¿Qué se disfruta?

Lecturas desde la otra gradería.

Foto: hojeemdia.net.br

No es precisamente la derrota del rejuntado de la franja negra, ensalzados hasta las nubes por un periodismo mediocre y parcialista.

Se disfruta la derrota de la soberbia inconmensurable.

Se disfruta la derrota de la bravuconada innecesaria y engreída, esa que escupe aún en la cara de los que no son como ellos, días antes del segundo partido.

Se disfruta el cese del blanqueamiento de un dirigente que hace unos años fue uno de los que dirigió el vaciamiento de bancos, dejando en la calle a cientos de ahorristas de todos los clubes.

Se disfruta la caída de una institución cuya afición ha apañado a un Trotte golpeador de mujeres, a un ODD  y a otros impresentables en su dirigencia.

Se disfruta del triunfo del fútbol por encima del amañaje arbitral que los llevó hasta esa instancia.

Se disfruta del estate quieto a la discriminación hacia el club del pueblo y el pueblo mismo.

Se disfruta del fin de lo ilógico, el absurdo orgullo de unos aficionados que se alegran porque sus componentes «llegaron» hasta ahí, con sueldos atrasados, algo que en cualquier parte del mundo sería motivo de indignación y repudio.

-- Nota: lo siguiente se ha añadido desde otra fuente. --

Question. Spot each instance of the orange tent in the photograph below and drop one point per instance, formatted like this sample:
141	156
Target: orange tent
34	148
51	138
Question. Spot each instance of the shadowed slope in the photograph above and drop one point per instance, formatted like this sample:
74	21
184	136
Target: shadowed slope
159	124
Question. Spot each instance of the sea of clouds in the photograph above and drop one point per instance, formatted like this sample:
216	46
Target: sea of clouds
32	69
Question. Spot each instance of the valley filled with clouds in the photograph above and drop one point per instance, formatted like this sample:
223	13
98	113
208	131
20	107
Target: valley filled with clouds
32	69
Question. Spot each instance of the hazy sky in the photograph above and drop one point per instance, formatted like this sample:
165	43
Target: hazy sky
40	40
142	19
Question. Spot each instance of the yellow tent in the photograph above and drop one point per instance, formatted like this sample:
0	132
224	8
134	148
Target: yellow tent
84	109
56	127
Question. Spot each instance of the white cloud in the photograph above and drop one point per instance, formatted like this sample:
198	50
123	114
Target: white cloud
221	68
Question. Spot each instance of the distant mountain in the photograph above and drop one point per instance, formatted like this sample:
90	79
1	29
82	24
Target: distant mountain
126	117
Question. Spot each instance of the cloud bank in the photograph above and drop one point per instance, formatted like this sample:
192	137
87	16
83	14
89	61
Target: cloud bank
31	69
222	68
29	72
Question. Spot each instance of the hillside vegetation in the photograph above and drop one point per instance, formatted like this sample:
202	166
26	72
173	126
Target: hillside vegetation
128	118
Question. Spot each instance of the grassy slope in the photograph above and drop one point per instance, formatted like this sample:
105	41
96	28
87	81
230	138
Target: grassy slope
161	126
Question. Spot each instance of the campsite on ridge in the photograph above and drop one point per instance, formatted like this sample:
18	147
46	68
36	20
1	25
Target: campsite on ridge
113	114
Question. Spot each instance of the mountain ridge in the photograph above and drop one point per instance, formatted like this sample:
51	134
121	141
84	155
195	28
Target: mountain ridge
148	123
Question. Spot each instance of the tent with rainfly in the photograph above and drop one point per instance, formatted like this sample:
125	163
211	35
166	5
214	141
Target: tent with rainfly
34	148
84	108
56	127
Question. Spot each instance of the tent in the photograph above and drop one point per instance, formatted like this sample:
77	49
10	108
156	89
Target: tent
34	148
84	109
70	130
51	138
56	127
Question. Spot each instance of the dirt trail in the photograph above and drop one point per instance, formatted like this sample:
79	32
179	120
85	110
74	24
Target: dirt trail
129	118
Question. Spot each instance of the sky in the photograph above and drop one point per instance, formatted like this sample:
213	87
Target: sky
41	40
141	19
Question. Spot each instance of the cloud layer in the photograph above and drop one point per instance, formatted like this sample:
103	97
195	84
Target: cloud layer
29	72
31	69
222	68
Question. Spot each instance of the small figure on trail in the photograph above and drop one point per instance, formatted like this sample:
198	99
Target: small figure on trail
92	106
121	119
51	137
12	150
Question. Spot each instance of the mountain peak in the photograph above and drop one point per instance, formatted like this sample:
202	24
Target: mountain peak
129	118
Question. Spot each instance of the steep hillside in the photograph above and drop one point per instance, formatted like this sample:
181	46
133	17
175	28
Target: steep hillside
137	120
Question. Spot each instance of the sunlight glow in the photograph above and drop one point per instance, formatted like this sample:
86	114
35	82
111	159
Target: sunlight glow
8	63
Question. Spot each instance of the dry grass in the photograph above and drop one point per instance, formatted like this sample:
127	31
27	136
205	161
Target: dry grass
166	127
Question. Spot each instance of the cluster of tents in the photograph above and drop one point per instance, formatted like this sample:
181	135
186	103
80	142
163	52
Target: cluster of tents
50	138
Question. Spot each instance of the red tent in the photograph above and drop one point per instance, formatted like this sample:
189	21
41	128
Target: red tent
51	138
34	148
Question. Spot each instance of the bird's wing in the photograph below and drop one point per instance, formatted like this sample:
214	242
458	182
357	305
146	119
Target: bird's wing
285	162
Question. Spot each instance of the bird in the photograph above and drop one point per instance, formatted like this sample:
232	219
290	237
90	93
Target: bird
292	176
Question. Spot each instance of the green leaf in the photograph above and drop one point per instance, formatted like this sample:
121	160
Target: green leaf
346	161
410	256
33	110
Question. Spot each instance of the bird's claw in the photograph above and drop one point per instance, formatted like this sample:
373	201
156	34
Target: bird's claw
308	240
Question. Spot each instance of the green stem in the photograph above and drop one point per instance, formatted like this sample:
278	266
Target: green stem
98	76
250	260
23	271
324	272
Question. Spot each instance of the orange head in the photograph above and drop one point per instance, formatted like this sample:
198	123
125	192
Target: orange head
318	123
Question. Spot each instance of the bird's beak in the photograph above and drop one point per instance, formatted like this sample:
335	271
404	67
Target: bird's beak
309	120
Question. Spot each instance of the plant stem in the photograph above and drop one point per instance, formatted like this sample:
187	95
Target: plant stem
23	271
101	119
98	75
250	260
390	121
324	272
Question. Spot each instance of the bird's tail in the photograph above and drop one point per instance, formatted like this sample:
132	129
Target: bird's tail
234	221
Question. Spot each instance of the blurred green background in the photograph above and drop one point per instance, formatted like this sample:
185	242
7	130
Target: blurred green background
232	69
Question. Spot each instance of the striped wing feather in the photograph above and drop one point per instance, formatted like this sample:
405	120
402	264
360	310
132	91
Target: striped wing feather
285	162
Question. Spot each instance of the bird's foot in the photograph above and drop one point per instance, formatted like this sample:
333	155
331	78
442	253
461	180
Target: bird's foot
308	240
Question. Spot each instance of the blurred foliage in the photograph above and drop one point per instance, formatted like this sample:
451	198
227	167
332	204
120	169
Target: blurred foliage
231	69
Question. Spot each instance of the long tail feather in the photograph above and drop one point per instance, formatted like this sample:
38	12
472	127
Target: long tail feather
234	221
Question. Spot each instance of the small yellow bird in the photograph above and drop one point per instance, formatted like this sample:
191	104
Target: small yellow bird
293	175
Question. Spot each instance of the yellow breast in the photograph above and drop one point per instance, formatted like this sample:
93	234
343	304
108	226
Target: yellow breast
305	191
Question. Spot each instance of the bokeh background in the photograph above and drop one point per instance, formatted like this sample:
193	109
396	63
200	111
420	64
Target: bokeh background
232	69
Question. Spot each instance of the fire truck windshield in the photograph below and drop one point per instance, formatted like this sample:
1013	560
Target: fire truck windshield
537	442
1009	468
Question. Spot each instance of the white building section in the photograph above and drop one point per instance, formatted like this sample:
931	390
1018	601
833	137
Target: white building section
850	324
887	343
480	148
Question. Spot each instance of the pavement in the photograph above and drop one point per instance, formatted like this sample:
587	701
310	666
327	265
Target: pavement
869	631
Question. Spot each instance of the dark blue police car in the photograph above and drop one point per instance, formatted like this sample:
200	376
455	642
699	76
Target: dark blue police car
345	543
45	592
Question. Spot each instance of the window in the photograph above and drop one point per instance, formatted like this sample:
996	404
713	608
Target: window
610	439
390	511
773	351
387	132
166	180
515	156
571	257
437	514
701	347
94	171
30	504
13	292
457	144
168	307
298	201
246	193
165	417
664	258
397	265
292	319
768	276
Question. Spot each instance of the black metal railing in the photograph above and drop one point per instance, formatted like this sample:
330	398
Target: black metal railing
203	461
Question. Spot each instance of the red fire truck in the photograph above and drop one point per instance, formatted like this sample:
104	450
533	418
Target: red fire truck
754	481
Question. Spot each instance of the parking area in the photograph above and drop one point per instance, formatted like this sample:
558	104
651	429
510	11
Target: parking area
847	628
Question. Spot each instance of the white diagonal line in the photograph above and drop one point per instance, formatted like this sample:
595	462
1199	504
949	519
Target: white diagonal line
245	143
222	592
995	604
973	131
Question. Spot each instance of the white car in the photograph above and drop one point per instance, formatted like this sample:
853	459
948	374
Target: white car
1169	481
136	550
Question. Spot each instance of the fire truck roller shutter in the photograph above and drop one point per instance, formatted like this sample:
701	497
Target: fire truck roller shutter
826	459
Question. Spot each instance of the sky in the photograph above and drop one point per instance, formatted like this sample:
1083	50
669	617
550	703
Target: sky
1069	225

Se disfruta el fin de la mentira.

Se disfruta de la justicia histórica con aquellos humillados que entregaron su esfuerzo y recibieron palos y mugre a cambio de ello.

Se disfruta que se desinfle el globo de la petulancia.

Se disfruta esa sonrisa contra aquellos que ahora se indignan con el disfrute pero que explotaron, explotan y explotarán petardos cuando estén del otro lado.

Se disfruta el fin de la absurda hipocresía de pedir «apoyo» mientras su barra brava está con barras extranjeros.

Se disfruta cuando los que se creían dioses pagan karma como cualquier humano más.

Se disfruta ver las consecuencias del efecto boomerang.

Se disfruta en síntesis, el dulce gustito de la revancha que nos da el fútbol.